To duży problem, na który uwagę zwracało już wielu kibiców. Jeden z nich opisał go na reddicie posługując się przykładem z ostatniego meczu pomiędzy Bucks i Nets.
Spotkanie pomiędzy zespołami z Milwaukee i Brooklynu przeciągnęło się do crunch-time’u. To zazwyczaj najbardziej ekscytujący moment rywalizacji na parkietach NBA. Czasami jednak jest nużący i długie przerwy zabijają całe podniecenie kibiców. Tak było w starciu Nets z Bucks, ponieważ ostatnie 21 sekund trwało ponad 17 minut. Jak do tego doszło? Wszystko zaczęło się po zbiórce i faulu na Andre Drummondzie.
Zobacz także: Lakers znów ośmieszeni
Na zegarze zostało 21,7 sekundy i do końca meczu zespoły wzięły dwie przerwy na żądanie, zrobiły 33 zmiany, było 8 fauli i 19 rzutów z linii wolnych i jeden trafiony kosz z gry. Według użytkownika reddita, który przybliżył te wyliczenia - takie rzeczy to absolutny wstyd dla NBA i powinny być jak najszybciej wyplenione, by zatrzymać kibica. Nie da się ukryć, że w rywalizacji o uwagę nowych pokoleń fanów - takie przerwy mogą skutecznie zniechęcić do oglądania NBA.

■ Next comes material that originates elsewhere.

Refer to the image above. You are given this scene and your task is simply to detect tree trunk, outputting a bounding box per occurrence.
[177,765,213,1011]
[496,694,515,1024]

Wiele osób podpisało się pod tym, co zostało na reddicie napisane, potwierdzając, iż jest to problem, z jakim liga mu się jak najszybciej uporać. Komisarz Adam Silver doskonale zdaje sobie z niego sprawę, ale dotąd nie znaleziono środków, które by temu skutecznie zaradziły. Przed sezonem ograniczono się do nie uruchamiana “systemu powtórek” w trakcie ostatnich 2 minut, jeśli nie poprosi o kto któryś ze szkoleniowców.